Carbon influx (million tons per year) into tectonic plates and into the ocean-atmosphere system from 1800 Ma to present. The colour bands represent: total carbon influx into the atmosphere (mauve); sequestered in tectonic plates (green); net atmospheric influx i.e. total minus carbon sequestered into plates (orange). The widths of the bands show the uncertainties of the calculated masses shown as darker coloured lines.

From 1800 to 800 Ma two supercontinents– Nuna-Columbia and Rodinia – aggregated nearly all existing continental masses, and then broke apart. Continents had collided and then split asunder to drift. So plate tectonics was very active and encompassed the entire planet, as Müller et al’s palaeogeographic animation reveals dramatically.
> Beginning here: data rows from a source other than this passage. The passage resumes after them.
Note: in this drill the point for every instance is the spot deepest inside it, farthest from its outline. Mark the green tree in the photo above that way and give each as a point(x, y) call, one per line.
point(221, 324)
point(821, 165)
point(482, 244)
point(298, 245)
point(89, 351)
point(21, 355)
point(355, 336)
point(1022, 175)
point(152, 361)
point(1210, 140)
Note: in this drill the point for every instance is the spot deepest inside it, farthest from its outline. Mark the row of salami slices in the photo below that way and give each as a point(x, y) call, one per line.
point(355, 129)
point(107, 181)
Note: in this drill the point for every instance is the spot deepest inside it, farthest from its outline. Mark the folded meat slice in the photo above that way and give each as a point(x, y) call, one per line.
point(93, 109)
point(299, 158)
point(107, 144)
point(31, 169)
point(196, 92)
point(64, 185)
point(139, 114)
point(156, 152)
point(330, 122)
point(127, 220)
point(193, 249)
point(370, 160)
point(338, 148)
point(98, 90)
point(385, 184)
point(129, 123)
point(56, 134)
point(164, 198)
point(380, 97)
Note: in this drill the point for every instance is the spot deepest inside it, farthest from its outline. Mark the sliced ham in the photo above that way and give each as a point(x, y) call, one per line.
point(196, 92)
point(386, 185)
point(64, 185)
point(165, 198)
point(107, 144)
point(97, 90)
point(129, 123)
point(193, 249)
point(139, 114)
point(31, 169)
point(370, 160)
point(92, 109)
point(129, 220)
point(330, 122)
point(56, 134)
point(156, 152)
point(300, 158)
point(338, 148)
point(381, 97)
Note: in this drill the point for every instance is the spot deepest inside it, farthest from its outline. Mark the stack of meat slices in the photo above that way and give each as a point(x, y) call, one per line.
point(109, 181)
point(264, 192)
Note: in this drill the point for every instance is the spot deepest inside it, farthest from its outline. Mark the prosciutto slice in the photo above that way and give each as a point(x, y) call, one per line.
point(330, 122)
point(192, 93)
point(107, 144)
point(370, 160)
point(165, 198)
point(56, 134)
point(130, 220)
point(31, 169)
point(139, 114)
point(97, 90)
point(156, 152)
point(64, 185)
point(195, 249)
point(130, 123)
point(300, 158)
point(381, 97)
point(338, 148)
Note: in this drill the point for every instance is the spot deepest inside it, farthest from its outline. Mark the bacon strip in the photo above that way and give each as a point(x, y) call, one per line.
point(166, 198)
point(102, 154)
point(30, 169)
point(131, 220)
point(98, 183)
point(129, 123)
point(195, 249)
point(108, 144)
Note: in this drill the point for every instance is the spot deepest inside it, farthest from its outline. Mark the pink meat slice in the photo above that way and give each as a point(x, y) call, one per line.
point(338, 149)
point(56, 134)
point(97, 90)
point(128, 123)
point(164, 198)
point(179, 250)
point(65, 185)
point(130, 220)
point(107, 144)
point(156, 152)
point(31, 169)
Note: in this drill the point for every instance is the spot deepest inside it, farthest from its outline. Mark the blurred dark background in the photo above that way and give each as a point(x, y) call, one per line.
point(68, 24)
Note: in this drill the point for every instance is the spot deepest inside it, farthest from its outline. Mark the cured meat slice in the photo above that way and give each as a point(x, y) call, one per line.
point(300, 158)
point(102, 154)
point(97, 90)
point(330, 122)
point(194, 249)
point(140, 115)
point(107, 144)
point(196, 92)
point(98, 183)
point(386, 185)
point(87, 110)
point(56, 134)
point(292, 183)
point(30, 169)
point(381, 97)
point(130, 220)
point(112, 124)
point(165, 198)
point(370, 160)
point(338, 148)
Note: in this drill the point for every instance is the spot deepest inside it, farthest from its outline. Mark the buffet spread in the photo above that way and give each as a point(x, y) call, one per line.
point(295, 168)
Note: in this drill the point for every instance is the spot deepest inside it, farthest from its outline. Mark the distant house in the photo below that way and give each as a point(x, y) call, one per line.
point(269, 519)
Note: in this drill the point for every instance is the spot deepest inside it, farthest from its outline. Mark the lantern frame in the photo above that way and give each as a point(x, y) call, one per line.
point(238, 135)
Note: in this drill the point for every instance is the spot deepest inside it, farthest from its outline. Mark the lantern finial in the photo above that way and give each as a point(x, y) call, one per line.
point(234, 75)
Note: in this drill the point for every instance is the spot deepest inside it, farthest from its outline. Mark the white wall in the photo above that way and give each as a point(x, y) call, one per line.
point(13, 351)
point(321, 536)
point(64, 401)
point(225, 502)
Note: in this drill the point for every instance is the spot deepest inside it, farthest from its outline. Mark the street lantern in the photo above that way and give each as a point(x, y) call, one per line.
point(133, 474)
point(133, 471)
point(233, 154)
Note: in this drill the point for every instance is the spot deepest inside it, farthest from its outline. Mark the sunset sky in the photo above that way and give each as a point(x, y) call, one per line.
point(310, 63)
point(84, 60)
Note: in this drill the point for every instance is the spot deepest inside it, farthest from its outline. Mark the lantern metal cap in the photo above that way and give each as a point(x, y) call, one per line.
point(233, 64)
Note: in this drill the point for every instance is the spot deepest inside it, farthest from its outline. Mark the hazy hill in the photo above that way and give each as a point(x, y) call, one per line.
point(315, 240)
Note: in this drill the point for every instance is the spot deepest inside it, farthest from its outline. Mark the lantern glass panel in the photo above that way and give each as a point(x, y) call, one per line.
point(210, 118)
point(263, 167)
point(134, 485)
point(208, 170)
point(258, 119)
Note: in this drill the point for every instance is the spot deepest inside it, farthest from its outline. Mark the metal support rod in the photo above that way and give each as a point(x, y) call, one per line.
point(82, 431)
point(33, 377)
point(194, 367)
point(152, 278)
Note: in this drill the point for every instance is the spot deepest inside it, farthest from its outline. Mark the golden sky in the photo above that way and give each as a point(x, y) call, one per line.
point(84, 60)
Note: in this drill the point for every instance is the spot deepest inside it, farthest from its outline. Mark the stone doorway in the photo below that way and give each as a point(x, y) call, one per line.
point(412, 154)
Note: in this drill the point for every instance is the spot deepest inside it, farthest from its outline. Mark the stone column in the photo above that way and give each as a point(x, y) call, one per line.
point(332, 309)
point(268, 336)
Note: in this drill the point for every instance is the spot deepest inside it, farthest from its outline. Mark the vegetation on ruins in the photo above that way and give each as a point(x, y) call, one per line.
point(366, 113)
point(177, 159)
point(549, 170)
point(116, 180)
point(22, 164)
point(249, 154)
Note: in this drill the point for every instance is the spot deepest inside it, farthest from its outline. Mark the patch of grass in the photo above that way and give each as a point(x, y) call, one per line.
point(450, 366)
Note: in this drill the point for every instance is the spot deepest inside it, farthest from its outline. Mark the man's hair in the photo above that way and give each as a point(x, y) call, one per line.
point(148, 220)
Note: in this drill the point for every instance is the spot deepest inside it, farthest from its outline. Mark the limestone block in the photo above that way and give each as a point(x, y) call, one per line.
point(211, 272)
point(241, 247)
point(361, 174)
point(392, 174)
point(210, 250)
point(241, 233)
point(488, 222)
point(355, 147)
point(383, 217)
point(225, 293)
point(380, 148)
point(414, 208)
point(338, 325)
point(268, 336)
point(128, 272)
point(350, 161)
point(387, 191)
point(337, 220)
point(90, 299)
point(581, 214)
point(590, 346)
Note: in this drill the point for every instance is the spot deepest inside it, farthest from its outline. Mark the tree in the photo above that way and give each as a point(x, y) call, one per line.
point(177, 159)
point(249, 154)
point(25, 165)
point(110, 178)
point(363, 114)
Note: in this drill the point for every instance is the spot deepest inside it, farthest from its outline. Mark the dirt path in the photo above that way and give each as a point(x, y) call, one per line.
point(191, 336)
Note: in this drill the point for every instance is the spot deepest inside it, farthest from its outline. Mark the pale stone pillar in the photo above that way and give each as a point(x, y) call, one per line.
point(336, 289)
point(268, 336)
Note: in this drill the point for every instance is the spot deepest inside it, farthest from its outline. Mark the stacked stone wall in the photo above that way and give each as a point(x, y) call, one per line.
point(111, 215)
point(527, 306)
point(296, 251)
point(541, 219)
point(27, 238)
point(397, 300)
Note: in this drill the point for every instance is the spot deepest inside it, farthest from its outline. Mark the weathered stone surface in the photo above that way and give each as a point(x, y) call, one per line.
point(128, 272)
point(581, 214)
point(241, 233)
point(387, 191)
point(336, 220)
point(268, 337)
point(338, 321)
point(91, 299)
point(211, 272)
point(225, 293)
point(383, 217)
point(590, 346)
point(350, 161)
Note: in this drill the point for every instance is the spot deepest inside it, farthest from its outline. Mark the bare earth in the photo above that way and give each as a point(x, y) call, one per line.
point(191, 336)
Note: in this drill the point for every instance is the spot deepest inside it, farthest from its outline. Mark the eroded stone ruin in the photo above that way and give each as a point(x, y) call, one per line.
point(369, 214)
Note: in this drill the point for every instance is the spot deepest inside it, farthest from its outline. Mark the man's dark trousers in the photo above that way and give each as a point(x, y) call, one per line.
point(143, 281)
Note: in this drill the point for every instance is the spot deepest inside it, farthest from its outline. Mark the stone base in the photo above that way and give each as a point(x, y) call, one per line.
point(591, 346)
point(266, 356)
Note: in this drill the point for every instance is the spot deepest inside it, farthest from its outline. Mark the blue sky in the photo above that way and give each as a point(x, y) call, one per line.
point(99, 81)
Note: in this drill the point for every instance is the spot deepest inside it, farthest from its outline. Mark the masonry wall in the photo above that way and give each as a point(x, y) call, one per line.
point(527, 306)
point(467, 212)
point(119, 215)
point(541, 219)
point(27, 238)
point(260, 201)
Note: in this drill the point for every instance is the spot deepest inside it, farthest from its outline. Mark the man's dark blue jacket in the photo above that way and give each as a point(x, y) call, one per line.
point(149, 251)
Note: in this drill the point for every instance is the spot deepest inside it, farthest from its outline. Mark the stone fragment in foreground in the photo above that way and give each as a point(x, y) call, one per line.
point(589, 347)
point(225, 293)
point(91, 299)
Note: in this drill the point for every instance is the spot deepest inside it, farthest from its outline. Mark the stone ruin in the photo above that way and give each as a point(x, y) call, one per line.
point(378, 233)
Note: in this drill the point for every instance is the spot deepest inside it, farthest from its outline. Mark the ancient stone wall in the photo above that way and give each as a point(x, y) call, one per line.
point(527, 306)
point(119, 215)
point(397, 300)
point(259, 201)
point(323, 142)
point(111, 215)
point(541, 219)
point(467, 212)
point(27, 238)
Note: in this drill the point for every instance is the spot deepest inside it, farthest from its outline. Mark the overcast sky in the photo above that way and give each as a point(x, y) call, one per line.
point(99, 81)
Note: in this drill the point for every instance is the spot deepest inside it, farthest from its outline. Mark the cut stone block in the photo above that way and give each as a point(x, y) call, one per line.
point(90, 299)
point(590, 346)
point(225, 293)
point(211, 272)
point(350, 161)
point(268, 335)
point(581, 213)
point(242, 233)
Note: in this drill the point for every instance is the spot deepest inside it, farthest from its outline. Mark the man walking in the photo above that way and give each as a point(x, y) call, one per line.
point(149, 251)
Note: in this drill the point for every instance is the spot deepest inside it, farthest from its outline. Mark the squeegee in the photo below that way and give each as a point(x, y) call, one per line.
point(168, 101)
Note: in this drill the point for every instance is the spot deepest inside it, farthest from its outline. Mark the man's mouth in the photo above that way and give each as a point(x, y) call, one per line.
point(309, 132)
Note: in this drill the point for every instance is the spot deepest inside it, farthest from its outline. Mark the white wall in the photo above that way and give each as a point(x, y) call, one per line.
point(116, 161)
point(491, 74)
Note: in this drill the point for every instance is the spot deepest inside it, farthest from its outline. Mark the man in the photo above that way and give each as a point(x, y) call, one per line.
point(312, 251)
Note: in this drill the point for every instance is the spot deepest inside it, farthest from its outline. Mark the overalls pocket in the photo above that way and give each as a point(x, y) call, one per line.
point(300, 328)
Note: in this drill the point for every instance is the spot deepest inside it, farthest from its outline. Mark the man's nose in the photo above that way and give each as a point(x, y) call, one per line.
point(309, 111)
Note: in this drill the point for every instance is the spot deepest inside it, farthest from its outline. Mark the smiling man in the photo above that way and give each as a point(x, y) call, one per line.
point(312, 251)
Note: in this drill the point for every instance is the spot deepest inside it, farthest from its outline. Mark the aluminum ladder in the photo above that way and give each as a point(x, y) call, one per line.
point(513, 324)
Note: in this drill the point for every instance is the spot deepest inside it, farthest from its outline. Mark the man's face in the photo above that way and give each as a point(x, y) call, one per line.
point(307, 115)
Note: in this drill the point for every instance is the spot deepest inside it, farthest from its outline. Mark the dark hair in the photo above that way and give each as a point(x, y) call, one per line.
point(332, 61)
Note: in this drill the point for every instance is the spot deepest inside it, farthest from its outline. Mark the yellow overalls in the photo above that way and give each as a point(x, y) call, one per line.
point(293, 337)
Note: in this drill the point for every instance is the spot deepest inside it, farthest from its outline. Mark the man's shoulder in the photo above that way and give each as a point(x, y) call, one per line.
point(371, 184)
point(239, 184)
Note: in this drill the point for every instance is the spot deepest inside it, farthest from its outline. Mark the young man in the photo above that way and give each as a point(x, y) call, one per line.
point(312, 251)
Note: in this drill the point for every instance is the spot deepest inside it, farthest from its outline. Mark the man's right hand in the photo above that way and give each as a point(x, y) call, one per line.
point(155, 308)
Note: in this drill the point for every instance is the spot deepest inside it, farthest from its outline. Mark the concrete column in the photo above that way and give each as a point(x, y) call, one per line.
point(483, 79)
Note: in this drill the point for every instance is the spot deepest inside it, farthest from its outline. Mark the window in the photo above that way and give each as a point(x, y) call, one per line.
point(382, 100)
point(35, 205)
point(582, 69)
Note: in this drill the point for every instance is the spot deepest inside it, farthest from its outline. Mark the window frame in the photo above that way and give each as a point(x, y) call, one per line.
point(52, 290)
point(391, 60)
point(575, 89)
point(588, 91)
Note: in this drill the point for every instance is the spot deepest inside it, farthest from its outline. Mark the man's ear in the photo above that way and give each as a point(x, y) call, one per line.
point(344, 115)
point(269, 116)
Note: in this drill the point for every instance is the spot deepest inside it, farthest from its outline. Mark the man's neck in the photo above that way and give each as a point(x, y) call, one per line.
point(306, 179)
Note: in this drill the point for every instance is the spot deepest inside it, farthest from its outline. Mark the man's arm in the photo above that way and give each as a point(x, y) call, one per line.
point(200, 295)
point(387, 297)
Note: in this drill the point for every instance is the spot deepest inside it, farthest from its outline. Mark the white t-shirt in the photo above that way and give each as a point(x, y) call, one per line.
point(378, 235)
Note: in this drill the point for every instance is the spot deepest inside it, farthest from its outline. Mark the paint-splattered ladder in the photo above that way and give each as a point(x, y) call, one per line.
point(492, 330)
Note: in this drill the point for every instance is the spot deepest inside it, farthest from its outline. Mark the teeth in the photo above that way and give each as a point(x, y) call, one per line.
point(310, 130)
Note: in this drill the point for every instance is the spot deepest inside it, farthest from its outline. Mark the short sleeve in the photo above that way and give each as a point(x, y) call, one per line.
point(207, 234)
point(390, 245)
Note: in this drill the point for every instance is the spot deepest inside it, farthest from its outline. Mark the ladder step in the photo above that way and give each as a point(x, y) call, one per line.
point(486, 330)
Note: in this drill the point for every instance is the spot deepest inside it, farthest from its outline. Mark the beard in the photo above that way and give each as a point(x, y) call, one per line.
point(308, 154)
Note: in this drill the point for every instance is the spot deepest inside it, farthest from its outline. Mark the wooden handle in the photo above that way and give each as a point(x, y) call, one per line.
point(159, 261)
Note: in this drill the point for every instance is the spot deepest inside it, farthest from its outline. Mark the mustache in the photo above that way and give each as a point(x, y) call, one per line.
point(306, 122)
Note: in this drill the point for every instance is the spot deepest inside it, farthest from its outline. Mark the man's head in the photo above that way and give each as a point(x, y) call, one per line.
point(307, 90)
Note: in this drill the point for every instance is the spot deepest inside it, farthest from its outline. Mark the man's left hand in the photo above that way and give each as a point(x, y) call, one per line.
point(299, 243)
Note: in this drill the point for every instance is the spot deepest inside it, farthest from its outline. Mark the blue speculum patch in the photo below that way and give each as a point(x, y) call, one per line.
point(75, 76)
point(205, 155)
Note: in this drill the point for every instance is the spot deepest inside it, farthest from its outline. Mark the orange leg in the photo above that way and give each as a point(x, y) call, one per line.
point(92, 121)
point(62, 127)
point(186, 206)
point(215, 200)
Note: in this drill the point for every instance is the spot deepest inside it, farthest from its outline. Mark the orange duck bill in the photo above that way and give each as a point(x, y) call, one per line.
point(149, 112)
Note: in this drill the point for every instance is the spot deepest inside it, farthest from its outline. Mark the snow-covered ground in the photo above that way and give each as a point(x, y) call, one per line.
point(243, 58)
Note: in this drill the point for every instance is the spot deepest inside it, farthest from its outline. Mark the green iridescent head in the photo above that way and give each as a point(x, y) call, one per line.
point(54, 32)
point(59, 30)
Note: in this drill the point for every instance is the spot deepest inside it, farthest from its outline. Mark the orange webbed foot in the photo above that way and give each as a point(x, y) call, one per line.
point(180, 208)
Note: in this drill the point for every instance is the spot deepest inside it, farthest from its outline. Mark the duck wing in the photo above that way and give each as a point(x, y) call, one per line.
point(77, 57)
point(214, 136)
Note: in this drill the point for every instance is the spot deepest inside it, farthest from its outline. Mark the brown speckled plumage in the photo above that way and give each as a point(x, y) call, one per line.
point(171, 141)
Tectonics behaved in much the same fashion through the succeeding Neoproterozoic and Phanerozoic to build-up then fragment the more familiar supercontinent of Pangaea. Such dynamic events emit magma to form new oceanic lithosphere at oceanic rift systems and arc volcanoes above subduction zones, interspersed with plume-related large igneous provinces and they wax and wane. Inevitably, such partial melting delivered carbon dioxide to the atmosphere. Reaction on land and in the rubbly flanks of spreading ridges between new lithosphere and dissolved CO2 drew down and sequestered some of that gas in the form of solid carbonate minerals. Continental collisions raised the land surface and the pace of weathering, which also acted as a carbon sink. But they also involved metamorphism that released carbon dioxide from limestones involved in the crustal transformation. This protracted and changing tectonic evolution is completely bound up through the rock cycle with geochemical change in the carbon cycle.

From the latest knowledge of the tectonic and other factors behind the accretion and break-up of Nuna and Rodinia, Müller et al. were able to model the changes in the carbon cycle during the ‘boring billion’ and their effects on climate and the chemistry of the oceans. For instance, about 1.46 Ga ago, the total length of continental margins doubled while Nuna broke apart. That would have hugely increased the area of shallow shelf seas where living processes would have been concentrated, including the photosynthetic emission of oxygen. In an evolutionary sense this increased, diversified and separated the ecological niches in which evolution could prosper. It also increased the sequestration of greenhouse gas through reactions on the flanks of a multiplicity of oceanic rift systems, thereby cooling the planet. Translating this into a geochemical model of the changing carbon cycle (see figure) suggests that the rate of carbon addition to the atmosphere (outgassing) halved during the Mesoproterozoic. The carbon cycle and probable global cooling bound up with Nuna’s breakup ended with the start of Rodinia’s aggregation about 1000 Ma ago and the time that biomarkers first indicate the presence of eukaryotes.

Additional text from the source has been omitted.